Mercado’s star continued to rise, a journey that Mucho Mucho Amor charts through platforms (he added radio and print media) and into a confrontation with his former manager, Guillermo “Bill” Bakula. Not that Mercado saw it that way: Even in interviews given to the filmmakers in 2019, he remains generous in his description of Bakula, calling him an “angel.” But a contract dispute with Bakula, which saw Mercado unknowingly sign over the rights to his name, is partly responsible for the fabulous seer—or “vidente”—retreating from public view with his longtime assistant and companion, Willy Acosta.

Mucho Mucho Amor features a treasure trove of archival footage and glimpses of Mercado’s exquisite wardrobe, including 10- to 15-pound capes designed by Versace and Isaac Mizrahi that still could not bow the astrologer in his prime. Even more so than the animated sequences, film editor Tom Maroney gives the documentary its shape, moving the action from the Primer Impacto studio where Mercado ruled for 15 minutes at a time to a tense courtroom battle rendered solely through sketches to Mercado’s stately home in Ponce, where, in 2019, he prepared for the debut of a Miami exhibit dedicated to his life.

Costantini and Tabsch remain gimlet-eyed about the Latinx icon—their film is an undeniably loving tribute, but it’s also an expansive look at Mercado’s life. Mercado’s gender-nonconforming (not to mention magnificent) presentation made him a queer pioneer. But when asked about his sexual orientation, he demurs, and the filmmakers don’t press the matter beyond a follow-up question, which Mercado pertly deflects. Still, the cameras rest on a pair of framed photographs; one is Mercado’s, the other, Oscar Wilde’s. There’s no agenda, just curiosity; the same lens seeks out the clutter of religious statues and nutritional supplements that make Mercado’s stately Ponce manor look more like an abuelita’s house (though the furniture is not covered in plastic).

Mucho Mucho Amor also considers Mercado’s legacy, both as a patron saint for Latin American immigrants, Latinx weirdos, and queer people—like make-up artist Karlo Karlo, for whom Mercado’s “fabulosity” opened doors, and a brand.
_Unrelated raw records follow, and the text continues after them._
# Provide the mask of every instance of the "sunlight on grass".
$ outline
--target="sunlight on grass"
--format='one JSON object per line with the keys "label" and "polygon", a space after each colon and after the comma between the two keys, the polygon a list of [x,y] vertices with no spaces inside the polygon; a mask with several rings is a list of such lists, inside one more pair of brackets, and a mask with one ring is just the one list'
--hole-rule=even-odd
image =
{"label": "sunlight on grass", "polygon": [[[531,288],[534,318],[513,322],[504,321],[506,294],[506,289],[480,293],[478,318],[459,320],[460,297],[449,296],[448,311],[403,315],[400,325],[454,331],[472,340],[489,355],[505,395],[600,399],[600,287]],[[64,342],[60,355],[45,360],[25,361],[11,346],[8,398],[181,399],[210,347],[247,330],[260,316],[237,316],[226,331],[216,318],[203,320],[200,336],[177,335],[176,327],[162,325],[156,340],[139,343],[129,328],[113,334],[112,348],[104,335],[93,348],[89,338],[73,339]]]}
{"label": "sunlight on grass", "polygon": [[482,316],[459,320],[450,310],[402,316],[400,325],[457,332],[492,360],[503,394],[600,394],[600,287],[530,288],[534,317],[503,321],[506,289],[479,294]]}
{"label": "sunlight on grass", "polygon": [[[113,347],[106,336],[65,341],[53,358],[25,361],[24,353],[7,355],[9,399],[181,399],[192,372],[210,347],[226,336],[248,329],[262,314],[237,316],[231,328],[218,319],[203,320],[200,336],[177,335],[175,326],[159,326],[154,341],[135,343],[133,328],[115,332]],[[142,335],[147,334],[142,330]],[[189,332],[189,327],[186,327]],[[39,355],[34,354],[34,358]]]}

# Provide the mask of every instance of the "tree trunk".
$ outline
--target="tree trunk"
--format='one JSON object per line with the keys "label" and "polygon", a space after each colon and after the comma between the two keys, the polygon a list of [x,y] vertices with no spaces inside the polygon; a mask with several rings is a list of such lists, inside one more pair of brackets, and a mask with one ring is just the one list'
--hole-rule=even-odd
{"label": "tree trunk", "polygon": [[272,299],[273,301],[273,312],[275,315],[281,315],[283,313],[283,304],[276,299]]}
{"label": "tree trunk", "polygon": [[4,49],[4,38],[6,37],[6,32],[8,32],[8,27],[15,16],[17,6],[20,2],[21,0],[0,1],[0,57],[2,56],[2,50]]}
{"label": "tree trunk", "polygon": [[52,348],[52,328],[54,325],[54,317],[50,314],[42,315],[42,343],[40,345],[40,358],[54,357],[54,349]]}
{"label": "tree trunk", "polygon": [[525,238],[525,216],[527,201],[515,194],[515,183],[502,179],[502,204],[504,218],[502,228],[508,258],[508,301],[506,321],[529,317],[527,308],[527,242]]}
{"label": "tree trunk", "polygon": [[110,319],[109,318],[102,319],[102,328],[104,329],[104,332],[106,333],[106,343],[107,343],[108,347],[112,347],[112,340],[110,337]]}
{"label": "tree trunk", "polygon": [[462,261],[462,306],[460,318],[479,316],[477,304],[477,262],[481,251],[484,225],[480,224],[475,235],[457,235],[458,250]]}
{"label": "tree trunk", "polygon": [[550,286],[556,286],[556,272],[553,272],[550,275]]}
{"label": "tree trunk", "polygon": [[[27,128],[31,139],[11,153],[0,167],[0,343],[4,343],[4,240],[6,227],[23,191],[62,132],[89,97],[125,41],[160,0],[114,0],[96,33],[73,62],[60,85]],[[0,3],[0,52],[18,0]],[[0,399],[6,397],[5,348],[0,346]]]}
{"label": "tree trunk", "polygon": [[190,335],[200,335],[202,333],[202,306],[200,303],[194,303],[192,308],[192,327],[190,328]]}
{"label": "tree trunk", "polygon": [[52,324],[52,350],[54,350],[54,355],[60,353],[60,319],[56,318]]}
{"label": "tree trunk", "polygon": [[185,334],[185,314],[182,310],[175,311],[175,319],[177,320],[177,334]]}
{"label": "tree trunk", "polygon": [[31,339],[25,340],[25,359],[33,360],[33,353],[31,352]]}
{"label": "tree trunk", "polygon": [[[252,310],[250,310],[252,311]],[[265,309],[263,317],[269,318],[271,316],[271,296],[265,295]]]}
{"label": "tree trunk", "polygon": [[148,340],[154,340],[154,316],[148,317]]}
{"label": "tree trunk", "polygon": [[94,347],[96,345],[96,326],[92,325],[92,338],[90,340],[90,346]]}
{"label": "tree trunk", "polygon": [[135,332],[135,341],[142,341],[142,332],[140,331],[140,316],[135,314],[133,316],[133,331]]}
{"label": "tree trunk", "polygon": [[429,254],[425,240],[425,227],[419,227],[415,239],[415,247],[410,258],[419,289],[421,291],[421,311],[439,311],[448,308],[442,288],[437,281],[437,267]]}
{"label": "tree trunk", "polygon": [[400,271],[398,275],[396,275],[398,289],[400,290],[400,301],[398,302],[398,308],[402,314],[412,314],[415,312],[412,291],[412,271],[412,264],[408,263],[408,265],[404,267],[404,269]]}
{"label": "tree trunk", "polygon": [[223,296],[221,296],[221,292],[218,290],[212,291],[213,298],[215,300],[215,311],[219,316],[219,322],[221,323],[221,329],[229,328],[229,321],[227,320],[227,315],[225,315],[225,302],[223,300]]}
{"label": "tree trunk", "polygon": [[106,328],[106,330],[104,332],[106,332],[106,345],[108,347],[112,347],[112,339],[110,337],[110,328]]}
Along with his legal battle against Bakula, Mercado also had to deal with the fallout from 900 numbers in the early ’00s; he says the goal of those hotlines was to impart inspirational words, not predictions, but the archived commercials that bookend his statements gently qualify that assertion. But Mucho Mucho Amor is just concerned with providing as complete a picture of Mercado as a person, including interviews with his family (six nieces, who carry on his work), famous admirers like Miranda and Derbez, former bosses like Maria Lopez Alvarez, and broadcast peers like Raúl de Molina.

In creating this portrait, Costantini and Tabsch never lose sight of the context that frames Mercado’s talent and success. His flair and joie de vivre are inspirational, but even more so when you consider that he grew up in an even more oppressive environment. As one former collaborator notes, Mercado almost certainly wouldn’t have achieved the level of fame if he’d ever come out as gay. Mercado proved you could be idolized while still being othered, a fact that’s too often glossed over in stories of marginalized people who break down barriers. But that reality couldn’t dampen Mercado’s love–or lust, as he put it—for life, nor does it prevent Mucho Mucho Amor from radiating with it.